Guilford Green vs Smoke Grey in Real Spaces
3 real rooms side by side. Seeing Guilford Green and Smoke Grey in actual rooms makes the difference concrete; browse the spaces below to get a feel for how each color lives on a wall.
Living Room
A living room wall sees more varied light than almost any other surface in the house, which makes the choice between these two more nuanced than a chip suggests. Guilford Green reflects noticeably more light off the walls, making the space read more open than Smoke Grey.
Bedroom
Bedrooms are typically lit with warmer, lower light than the rest of the house — a condition that flatters warm tones and deepens cool ones. Guilford Green returns significantly more light to the room — in a smaller or darker space, that difference in perceived brightness is hard to miss.
Kitchen Cabinets
Cabinet color is always seen in context — against countertops, backsplash, and hardware — which amplifies undertone differences that might disappear on a plain wall. Guilford Green returns significantly more light to the room — in a smaller or darker space, that difference in perceived brightness is hard to miss.
Color Details
Guilford Green vs Smoke Grey Simulated Comparison
5 simulated room previews — drag the slider on each to see Guilford Green on one side and Smoke Grey on the other.

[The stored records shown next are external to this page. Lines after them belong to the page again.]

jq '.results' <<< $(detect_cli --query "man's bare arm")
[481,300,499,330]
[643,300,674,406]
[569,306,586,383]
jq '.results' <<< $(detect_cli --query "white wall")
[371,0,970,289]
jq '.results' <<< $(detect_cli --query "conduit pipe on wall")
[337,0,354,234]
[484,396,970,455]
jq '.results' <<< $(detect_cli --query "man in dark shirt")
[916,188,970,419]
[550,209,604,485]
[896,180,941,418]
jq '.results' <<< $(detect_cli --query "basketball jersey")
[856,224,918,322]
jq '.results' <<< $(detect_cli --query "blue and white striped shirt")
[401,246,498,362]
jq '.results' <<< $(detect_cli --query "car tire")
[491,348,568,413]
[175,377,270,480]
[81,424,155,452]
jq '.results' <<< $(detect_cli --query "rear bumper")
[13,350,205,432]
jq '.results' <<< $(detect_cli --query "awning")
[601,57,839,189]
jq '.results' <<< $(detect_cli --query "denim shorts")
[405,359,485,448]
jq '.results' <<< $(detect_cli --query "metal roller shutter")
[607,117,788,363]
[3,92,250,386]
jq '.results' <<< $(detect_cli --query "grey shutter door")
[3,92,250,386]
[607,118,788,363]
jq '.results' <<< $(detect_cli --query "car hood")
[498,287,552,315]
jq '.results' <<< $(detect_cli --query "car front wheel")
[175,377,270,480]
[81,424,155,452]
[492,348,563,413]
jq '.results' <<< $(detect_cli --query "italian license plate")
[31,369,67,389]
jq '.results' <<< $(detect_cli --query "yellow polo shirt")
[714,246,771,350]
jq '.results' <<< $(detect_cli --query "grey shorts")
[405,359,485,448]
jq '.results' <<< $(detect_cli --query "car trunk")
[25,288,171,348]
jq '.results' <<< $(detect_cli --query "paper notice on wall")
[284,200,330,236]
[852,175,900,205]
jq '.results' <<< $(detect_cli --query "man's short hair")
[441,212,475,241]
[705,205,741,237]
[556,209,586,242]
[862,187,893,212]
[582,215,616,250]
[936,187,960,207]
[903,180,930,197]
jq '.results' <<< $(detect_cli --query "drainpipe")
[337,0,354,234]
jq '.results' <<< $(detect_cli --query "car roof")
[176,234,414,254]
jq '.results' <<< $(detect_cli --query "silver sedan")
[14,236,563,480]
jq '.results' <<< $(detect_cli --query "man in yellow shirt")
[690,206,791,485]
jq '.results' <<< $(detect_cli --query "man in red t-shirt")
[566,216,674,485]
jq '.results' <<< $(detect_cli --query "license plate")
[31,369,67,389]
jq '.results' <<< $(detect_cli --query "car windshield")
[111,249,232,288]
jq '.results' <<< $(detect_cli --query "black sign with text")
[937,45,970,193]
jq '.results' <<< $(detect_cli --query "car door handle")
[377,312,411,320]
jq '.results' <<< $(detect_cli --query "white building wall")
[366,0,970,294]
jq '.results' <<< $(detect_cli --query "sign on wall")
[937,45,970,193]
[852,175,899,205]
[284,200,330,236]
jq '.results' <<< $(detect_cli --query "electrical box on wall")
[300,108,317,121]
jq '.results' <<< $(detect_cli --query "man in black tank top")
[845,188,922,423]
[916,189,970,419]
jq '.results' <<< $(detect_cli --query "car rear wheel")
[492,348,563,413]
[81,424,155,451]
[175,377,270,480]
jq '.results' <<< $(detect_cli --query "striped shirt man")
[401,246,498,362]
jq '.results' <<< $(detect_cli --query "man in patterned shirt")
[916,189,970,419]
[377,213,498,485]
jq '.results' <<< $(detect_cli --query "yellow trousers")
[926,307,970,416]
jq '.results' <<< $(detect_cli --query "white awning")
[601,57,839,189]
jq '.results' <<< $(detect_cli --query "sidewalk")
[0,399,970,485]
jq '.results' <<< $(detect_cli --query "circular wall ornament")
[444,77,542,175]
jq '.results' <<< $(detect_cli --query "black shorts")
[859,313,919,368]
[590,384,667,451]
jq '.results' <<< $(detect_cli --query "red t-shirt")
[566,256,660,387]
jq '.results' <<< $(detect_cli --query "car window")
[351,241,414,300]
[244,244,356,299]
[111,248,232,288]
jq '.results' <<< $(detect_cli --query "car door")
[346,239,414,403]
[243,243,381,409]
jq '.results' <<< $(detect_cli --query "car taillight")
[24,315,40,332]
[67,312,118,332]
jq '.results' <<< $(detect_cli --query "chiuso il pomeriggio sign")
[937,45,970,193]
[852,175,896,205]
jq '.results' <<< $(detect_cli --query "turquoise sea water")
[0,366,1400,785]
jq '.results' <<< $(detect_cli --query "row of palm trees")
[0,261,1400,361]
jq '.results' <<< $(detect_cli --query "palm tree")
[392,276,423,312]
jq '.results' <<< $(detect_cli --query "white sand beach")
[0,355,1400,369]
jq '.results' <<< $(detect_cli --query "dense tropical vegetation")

Digital color is approximate. These simulations are generated from the manufacturer's hex values and overlaid on grayscale room photos — your screen's calibration, brightness, and viewing angle all affect how they render. Before committing to either color, test physical samples in your own space under the light you actually live with.
More Guilford Green comparisons
See how Guilford Green stacks up against other well-photographed colors across different brands and tones.